Introduction

Imaging biomarkers must be objective, quantitative, accurate and reproducible to be useful in the era of molecular and personalized medicine [1]. The 18F-fluorodeoxyglucose positron emission tomography (FDG PET) maximum standardized uptake value (SUVmax) has been used as a prognostic, predictive and sometimes diagnostic imaging parameter in oncology [27]. However, SUVmax, representing single pixel metabolic information about the tumor, may not accurately represent the tumor volume or biology.

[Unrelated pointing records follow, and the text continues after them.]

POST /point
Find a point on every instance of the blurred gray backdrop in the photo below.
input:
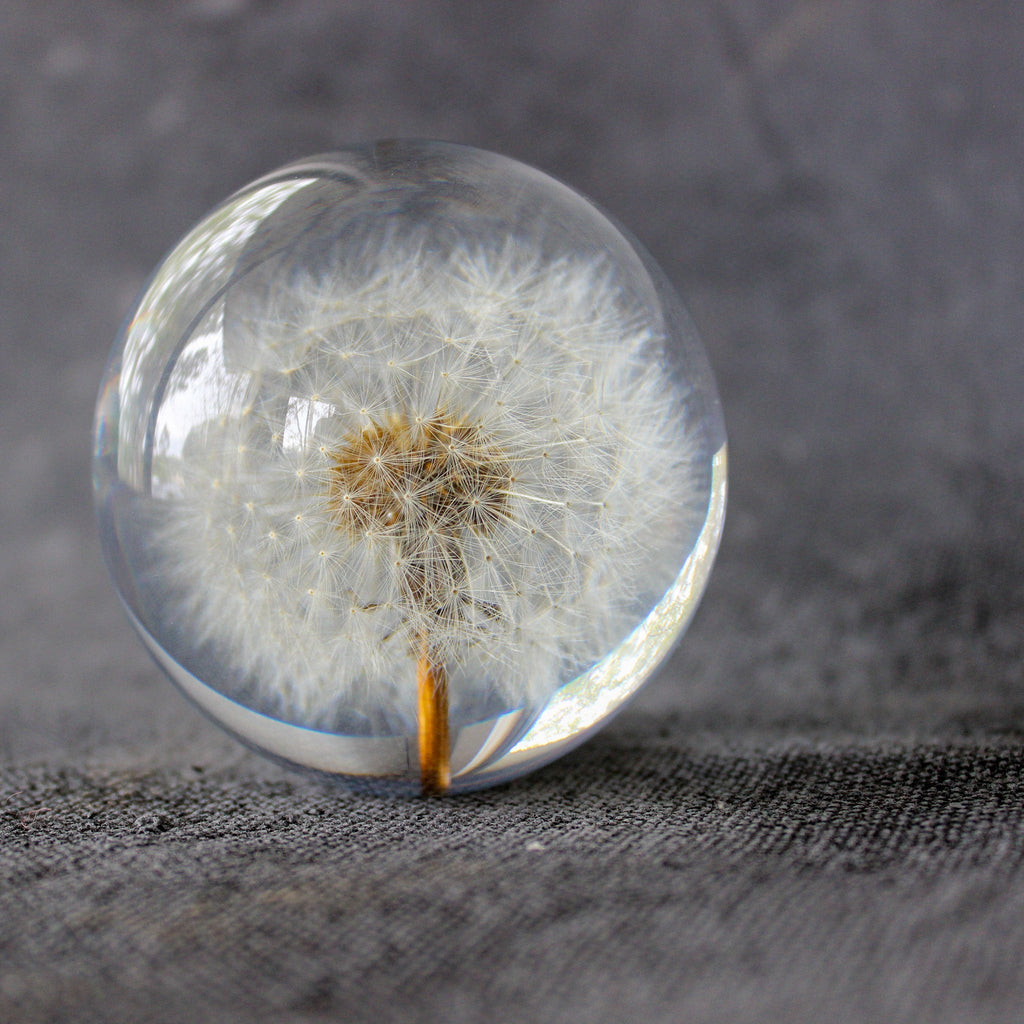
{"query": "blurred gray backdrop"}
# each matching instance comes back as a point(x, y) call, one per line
point(814, 812)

Imaging parameters that measure FDG metabolic tumor volume (MTV) and total glycolytic activity (TGA) of the tumor are emerging as exploratory imaging biomarkers for prediction of outcome and therapy response in patients with solid tumors [814], adding value to current staging prognoses [15].

Studies have demonstrated that tumor volume segmentation depends on the tumor to background ratio, image resolution, image noise, the size of the tumor and the segmentation method [1618]. Manual contouring of tumor volume delineation depends on the experience of the reader and leads to high variability [19]. Semiautomatic segmentation methods have less variability than manual methods [11]. In addition, previous studies of intra-reader and inter-reader reliability of MTV using semiautomatic segmentation methods are mostly limited to phantoms [16]. The intra-reader and inter-reader reliability of TGA, to our knowledge, has not been studied.

The objective of this exploratory study is to establish the effects of primary tumor size and segmentation methods on intra-reader reliability of primary tumor MTV and TGA in head and neck, lung, and breast cancers.

Methods

Patients and study design

This study is a retrospective evaluation of positron emission tomography/computed tomography (PET/CT) images. Approval from our institutional review board was granted with a waiver of informed consent. All patients with lung, head and neck, and breast cancers, who had a baseline PET/CT at our institution in 2009 were included in the study. These cancer types were selected since the tumor and background tissue FDG uptakes provide a mixture of signal-to-noise characteristics representative of day-to-day clinical practice. Patients who had any local or systemic therapy were excluded. The study population included 121 patients (mean age of 60.9 ± 12.7 years).

PET/CT

All PET/CT studies were performed on a GE Discovery STE 16 (GE Healthcare, Milwaukee, WI, USA) PET/CT scanner according to the institutional standard clinical protocol. A dedicated head and neck protocol was instituted for all head and neck cancer patients. For patients with oral and oropharyngeal cancers, the scans were done from skull base to aortic arch with the arms down and clavicle to mid-thigh with the arms up. For patients with breast and lung cancers, the scans were done from skull base to mid-thigh with the arms up. The average patient blood glucose level was 102.5 mg/dl (SD 25.0). Patients were injected with a mean dose of 13.4 mCi (SD 3.1) of FDG and incubated for an average period of 92.9 min (SD 25.3).

When intravenous contrast was used (n = 66, 54.5 %), torso (mid-thigh to clavicle) and then neck (skull base to clavicle) were imaged regardless of the location of the primary tumor. About 100 ml of Optiray IV (Tyco Healthcare/Mallinckrodt, Hazelwood, MO, USA) with a 30 ml saline chaser was injected using a power injector (GE Healthcare, Milwaukee, WI, USA) at 3 ml/s for torso and a second bolus of 60 ml of Optiray IV (Tyco Healthcare/Mallinckrodt, Hazelwood, MO, USA) was used for head and neck images.

Image analysis

All PET/CT studies were retrieved from the electronic archival system and reviewed on a MIMvista workstation (software version 4.1) (MIM Software Inc., Cleveland, OH, USA). To establish the intra-reader reliability, 1 author (RS), with board certification in radiology and nuclear medicine fellowship and 3 years of experience as faculty, was chosen. There was a 12-week interval between the first and second image analyses. The images were read in random order to minimize bias.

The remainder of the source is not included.